Some think a schedule like that would take away the mystique of interleague play, rendering NL vs. AL games no different than any of the 162 games on the schedule.

That's the first problem. There are too many regular season games in baseball. Period. I don't mind a six-month season, but do you know that these players typically get only one or two days off per month? Cut the schedule to 120 games and give the guys some breathing room. While the game isn't that physically demanding (pitching aside), the grind of a baseball season certainly is. For a 7:30pm start, most players are at the ballpark between noon and 2pm on game day. That's a long-ass day which includes weight training, batting practice, media sessions, etc.

For those who say that routine interleague games would ruin the intangible wonders of the current interleague schedule, I disagree. If I'm in a city with an NL home team, I would love to see guys like David Ortiz, Josh Hamilton and Albert Pujols playing in my ballpark. I'd shell out cash to watch them in person. Same goes for elite pitchers.

But isn't this going to put the AL at a disadvantage? Now designated hitters will have to legitimately prepare to play defense and the best pitchers in baseball will have to pretend to care about hitting?

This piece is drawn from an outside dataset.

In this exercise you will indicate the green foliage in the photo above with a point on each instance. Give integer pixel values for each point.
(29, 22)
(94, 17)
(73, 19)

Well this leads us to another problem with baseball; designated hitting. This is one of the few areas where I agree with baseball traditionalists. How lame is designated hitting? Even worse is the fact that two conferences in the same sports league have such a fundamental difference in the way they play the game. It makes NO SENSE.

I like the NL because I enjoy seeing pitchers at the plate. Sure, most pitchers suck at hitting, but it's cool to see a guy pitching against one of his throwing brethren. I feel like I'm witnessing some weird "Inception" mind game watching pitchers go mano a mano. Plus, I think its a cop out that pitchers don't have to swing the bat. Baseball players should know how to do everything. That's the way the game originated.

That said, I'd be cool if the entire league decided to implement the DH, just for the sake of uniformity. If we get everyone on the same page, then baseball could play an NBA-esque schedule.

Is there a "natural rivalry" between the Giants and the Blue Jays? No, but there very well could be if those teams played each other every season. You can't create and sustain a rivalry between two teams that never play each other, or only meet up in the World Series.

The Lakers and Celtics went 21 years without facing each other in the NBA Finals, yet die-hard and casual basketball fans alike would tune in for the two regular season games in which LA and Boston played each other. The Angels and Giants played a great World Series against each other in 2002. The momentum from that alone could have propel a legitimate regular season rivalry. Same goes for the Yankees and Diamondbacks, or the Rangers and Cardinals.

Sometimes rivalries are natural based on proximity or star power, other times, they are born from random circumstances. Either way, baseball should be allowed to let these things happen. Give the fans the opportunity to see every single player on his or her home field, then go from there.

It might take other adjustments in the rules and scheduling to make a shift like this practical, but it works for basketball, football and hockey. Now, it's baseball's turn.